Founded in 2004, the little museum sits on a stretch of the harbor between the Hy-Line and Steamship Authority docks. The two main exhibitions this season complement each other in a powerful way. The marine archeological display of the remains of the 40-foot-long Sparrow-Hawk, on loan from Plymouth's Pilgrim Hall Museum, demonstrates how shockingly small some of the vessels were that brought settlers to the New World.

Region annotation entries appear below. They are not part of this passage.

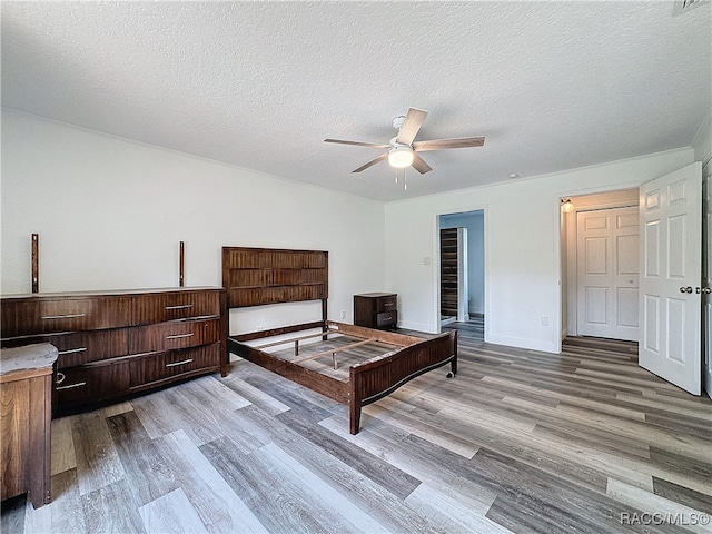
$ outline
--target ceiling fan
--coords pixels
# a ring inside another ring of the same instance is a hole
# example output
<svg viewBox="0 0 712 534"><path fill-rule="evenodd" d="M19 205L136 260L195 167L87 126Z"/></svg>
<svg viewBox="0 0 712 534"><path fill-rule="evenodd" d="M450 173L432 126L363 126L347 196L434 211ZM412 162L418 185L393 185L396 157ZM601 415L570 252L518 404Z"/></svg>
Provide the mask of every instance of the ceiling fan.
<svg viewBox="0 0 712 534"><path fill-rule="evenodd" d="M414 141L421 126L427 117L427 111L417 108L409 108L405 116L393 119L393 127L398 130L398 135L390 139L388 145L380 142L346 141L343 139L324 139L325 142L338 142L342 145L356 145L359 147L387 148L375 159L362 165L352 172L360 172L378 161L388 159L392 167L404 168L412 166L415 170L424 175L433 168L417 152L427 150L445 150L446 148L482 147L485 144L484 137L458 137L454 139L431 139L426 141Z"/></svg>

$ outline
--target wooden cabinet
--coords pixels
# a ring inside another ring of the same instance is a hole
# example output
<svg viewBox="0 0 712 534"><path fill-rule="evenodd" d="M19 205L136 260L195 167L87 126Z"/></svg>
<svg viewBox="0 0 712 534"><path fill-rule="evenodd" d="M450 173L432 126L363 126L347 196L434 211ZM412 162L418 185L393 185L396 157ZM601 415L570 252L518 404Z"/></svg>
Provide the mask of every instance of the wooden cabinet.
<svg viewBox="0 0 712 534"><path fill-rule="evenodd" d="M50 501L52 368L49 344L0 353L2 500L29 492L32 506Z"/></svg>
<svg viewBox="0 0 712 534"><path fill-rule="evenodd" d="M354 324L368 328L395 328L398 323L398 296L395 293L354 295Z"/></svg>
<svg viewBox="0 0 712 534"><path fill-rule="evenodd" d="M59 413L162 386L227 373L221 288L2 297L2 346L58 348Z"/></svg>

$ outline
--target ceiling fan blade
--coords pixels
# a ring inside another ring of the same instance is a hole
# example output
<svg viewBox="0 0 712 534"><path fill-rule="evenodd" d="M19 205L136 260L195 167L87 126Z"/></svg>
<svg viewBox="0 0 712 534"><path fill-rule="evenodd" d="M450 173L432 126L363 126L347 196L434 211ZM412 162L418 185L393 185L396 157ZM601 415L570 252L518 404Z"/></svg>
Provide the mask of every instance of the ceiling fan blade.
<svg viewBox="0 0 712 534"><path fill-rule="evenodd" d="M418 156L417 154L413 152L413 164L411 164L413 166L413 168L415 170L417 170L418 172L421 172L422 175L424 175L425 172L429 172L431 170L433 170L433 168L427 165L425 162L425 160Z"/></svg>
<svg viewBox="0 0 712 534"><path fill-rule="evenodd" d="M383 142L346 141L344 139L324 139L324 142L338 142L339 145L356 145L357 147L372 147L372 148L390 147L390 145L384 145Z"/></svg>
<svg viewBox="0 0 712 534"><path fill-rule="evenodd" d="M446 148L468 148L482 147L485 144L484 137L457 137L454 139L431 139L427 141L416 141L413 150L424 152L426 150L445 150Z"/></svg>
<svg viewBox="0 0 712 534"><path fill-rule="evenodd" d="M386 159L388 157L388 152L383 152L380 156L378 156L375 159L372 159L370 161L368 161L365 165L362 165L359 168L357 168L356 170L352 170L353 172L360 172L362 170L366 170L368 167L373 167L374 165L376 165L378 161L383 161L384 159Z"/></svg>
<svg viewBox="0 0 712 534"><path fill-rule="evenodd" d="M417 108L408 108L403 126L400 126L400 129L398 130L396 141L402 142L403 145L411 145L413 139L415 139L415 136L417 136L426 117L427 111Z"/></svg>

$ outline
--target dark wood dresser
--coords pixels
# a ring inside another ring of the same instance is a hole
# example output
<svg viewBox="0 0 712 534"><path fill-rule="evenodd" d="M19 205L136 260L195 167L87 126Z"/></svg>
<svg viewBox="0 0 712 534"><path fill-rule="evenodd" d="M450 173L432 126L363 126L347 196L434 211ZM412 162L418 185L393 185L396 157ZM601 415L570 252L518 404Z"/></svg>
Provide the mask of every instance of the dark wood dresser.
<svg viewBox="0 0 712 534"><path fill-rule="evenodd" d="M364 293L354 295L354 324L368 328L395 328L398 323L398 295Z"/></svg>
<svg viewBox="0 0 712 534"><path fill-rule="evenodd" d="M52 372L49 344L0 352L2 500L29 492L32 506L50 502Z"/></svg>
<svg viewBox="0 0 712 534"><path fill-rule="evenodd" d="M2 347L50 343L59 350L59 414L164 386L227 373L222 288L4 296Z"/></svg>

The Sparrow-Hawk sailed from England bound for Virginia in 1626 but foundered off Orleans in a winter gale. An 1862 storm exposed the timbers, long-buried in the mud and sand of Old Ship Harbor, and they were recovered and reassembled. Only the keel and timbers from below the waterline survive, yet this ghost of a ship is a poignant touchstone of the incredible bravery (or foolhardiness) of European settlers of nearly four centuries past. Few ships as large as the Mayflower brought colonists to these shores; most of the vessels were cramped little boats like the Sparrow-Hawk. Walking around the exhibit, one appreciates why Europeans who had survived an Atlantic passage in such a vessel were in no hurry to go back to sea.
But Cape Codders eventually changed their minds, as shown in "Transformations: From Farmer to Seafarer; Cape Cod in the 17th and 18th Centuries." The exhibition opens with depictions of Wampanoag aquaculture and weir-fishing. The original peoples of Cape Cod "had a 7,000-year record of being incredible stewards of the environment," says Mark Wilkins, museum director and curator. "Until recently, historians glossed over that, so we've tried to let [Native Americans] tell their story as much as possible in their own words." In fact, Wilkins hopes to install a fish weir at the harbor's edge next summer to demonstrate the ingenuity of traditional ways.
While the Europeans were happy to adopt some of the Native American farming practices (growing corn and pumpkins, for example), they kept to their English ways as dairymen. The first Europeans to venture onto the Cape were attracted by the rich hay that they could harvest from the salt marshes to feed their cattle. A few carefully chosen artifacts - a sickle, a 17th-century matchlock musket, a stoneware whiskey jug - enliven the wall texts that relate early Colonial life. Corn whiskey was an everyday essential, for example. "It helped comfort the settlers during hard times and was enjoyed at the end of a rough day," the text explains.
But whales ultimately drew Cape Codders back to the sea. Early settlers exploited dead whales that washed up on their beaches, stripping the carcasses and rendering the blubber for oil, which turned a quick profit. The exhibition sketches this history with artifacts, models, and art, often drawing parallels between European and Native American approaches to such tasks as boatbuilding. It doesn't take a history text to explain which culture came to dominate, and the chronology inevitably leads to the development of bay whaling in cedar clinker rowboats, and to the larger ships equipped for deepwater whaling. As the "Transformation" exhibition makes clear, by the 1750s Cape Codders had returned to the sea they had shunned.